On April Fool’s Day several years ago I told my hockey-mad son that his big game was cancelled because the ice had melted at the rink. I thought his reaction was hilarious, but he still tells me it wasn’t funny. Humour, like beauty, is in the eye of the beholder! At the Library we have humorous books for all ages and tastes. Here is a sampling.
Babies love to laugh, and the board book Animals Should Definitely Not Wear Clothing by Judi Barrett and illustrated by Ron Barrett can get the giggles going. It provides lovely pictures of what could happen if different animals did wear clothes, like, a snake would lose it, a sheep might find it terribly hot, and a billy goat would eat it for lunch.

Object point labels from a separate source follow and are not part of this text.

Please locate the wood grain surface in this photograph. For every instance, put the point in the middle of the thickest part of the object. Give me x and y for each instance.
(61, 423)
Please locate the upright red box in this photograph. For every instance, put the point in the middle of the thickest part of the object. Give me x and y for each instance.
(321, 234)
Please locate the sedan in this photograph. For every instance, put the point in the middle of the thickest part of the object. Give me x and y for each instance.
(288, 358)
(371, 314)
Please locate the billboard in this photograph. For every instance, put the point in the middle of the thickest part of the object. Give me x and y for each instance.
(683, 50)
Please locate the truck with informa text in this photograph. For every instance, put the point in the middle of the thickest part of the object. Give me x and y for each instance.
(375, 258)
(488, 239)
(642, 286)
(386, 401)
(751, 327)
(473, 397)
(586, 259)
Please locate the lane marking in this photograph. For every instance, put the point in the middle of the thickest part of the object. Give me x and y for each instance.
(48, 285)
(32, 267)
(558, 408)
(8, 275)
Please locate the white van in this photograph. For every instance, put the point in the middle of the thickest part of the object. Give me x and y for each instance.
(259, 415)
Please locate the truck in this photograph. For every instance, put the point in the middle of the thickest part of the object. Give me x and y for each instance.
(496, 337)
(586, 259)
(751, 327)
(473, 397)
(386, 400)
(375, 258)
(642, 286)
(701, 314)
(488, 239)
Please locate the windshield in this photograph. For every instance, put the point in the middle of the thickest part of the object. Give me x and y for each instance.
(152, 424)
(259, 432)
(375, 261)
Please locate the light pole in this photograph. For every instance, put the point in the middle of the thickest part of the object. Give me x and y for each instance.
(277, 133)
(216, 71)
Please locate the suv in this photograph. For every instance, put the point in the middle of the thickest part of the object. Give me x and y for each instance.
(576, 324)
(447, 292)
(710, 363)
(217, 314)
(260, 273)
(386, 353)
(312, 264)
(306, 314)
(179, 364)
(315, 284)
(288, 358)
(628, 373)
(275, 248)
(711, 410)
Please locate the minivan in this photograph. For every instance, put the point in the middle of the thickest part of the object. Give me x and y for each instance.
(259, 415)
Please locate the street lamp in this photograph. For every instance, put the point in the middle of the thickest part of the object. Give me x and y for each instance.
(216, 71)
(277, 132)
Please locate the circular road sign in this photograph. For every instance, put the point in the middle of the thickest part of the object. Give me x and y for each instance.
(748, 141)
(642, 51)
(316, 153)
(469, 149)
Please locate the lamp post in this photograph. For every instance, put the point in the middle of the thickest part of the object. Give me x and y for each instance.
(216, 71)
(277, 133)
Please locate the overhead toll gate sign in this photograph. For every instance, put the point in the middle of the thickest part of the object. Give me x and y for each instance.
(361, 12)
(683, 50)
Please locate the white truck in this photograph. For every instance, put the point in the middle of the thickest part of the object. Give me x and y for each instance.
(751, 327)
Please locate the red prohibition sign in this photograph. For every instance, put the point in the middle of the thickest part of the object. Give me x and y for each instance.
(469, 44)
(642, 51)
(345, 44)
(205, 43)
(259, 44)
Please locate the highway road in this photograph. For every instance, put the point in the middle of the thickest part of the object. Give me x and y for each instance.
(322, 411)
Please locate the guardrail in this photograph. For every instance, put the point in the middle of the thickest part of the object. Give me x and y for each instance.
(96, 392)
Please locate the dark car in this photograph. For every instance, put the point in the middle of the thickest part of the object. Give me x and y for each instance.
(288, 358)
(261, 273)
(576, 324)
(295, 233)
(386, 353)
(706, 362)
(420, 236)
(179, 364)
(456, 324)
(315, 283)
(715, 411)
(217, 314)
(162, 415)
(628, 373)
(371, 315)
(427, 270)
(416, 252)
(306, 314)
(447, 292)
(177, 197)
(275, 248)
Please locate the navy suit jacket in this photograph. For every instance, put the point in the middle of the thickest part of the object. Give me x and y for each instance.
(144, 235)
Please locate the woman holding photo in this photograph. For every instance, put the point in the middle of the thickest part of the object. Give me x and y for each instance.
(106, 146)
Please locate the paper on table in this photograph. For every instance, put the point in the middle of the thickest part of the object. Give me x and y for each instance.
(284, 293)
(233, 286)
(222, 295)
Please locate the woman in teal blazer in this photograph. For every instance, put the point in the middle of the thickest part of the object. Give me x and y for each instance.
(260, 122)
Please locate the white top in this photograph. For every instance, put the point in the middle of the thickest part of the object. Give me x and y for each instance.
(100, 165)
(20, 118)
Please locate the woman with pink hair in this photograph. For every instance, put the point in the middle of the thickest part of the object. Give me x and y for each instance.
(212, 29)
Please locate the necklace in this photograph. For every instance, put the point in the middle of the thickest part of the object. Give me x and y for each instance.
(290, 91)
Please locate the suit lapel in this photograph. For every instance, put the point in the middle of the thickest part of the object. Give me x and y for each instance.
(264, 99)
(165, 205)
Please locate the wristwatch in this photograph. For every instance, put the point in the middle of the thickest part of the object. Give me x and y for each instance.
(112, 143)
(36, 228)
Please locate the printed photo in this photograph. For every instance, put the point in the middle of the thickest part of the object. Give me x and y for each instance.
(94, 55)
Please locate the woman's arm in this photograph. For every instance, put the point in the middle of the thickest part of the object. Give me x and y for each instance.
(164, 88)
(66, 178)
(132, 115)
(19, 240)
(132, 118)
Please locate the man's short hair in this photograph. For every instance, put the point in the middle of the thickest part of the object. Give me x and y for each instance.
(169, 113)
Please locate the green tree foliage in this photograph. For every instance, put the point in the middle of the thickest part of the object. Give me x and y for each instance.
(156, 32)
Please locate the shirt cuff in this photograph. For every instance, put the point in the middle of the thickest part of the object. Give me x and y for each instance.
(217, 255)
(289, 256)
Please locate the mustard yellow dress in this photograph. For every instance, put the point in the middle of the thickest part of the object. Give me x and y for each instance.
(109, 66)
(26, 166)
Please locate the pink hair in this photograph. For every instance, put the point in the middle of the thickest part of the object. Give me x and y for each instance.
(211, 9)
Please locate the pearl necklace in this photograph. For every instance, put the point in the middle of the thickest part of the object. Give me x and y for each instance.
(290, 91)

Chicken Butt! by Erica S. Perl, illustrated by Henry Cole, appeals to both children and parents. If you’ve ever been asked, “Guess what?” by a smirking six year old, you’ll know why! This is one of those books that’s funny because it’s true.
Laugh Out Loud Canadian Jokes is a collection of over 400 jokes put together by Scholastic. Most are one-liners, like: What is a hockey player’s favourite dairy product? Top cheese! (page 91). This book also includes some riddles, and would be fun to take along on a family road trip.
Around the World in Jokes, Riddles, and Games by Marguerite Rodger is a nice introduction to international relations for children. It explains how while laughter is universal, the things we find funny are not. This book includes chapters about puns, metaphors, and synonyms and homonyms as well — fun and educational!
Jeff Foxworthy, Erma Bombeck, and Arthur Black are well-known funny people who have written books. Jeff Foxworthy’s book Redneck Dictionary III: Learning to Talk More Gooder Fastly is just as the title describes. You can hear the twang in Jeff’s voice as you read definitions such as: reckon v. the ongoing act of destroying or demolishing. “I keep buyin ‘em, she keeps reckon ‘em.”
Erma Bombeck’s classic When You Look Like Your Passport Photo, It’s Time to Go Home is a laugh-out-loud account of her travels. Novice and seasoned travellers alike are sure to relate to her stories of vacation misadventures.
Arthur Black, who sadly died in February, got his start as a funny guy on the radio in Thunder Bay. He went on to write several books including Fifty Shades of Black. It includes anecdotes, stories, opinions and yarns, based on his own life, and astute observations.
Hungry for humour? Visit your Library and we’ll happily hook you up!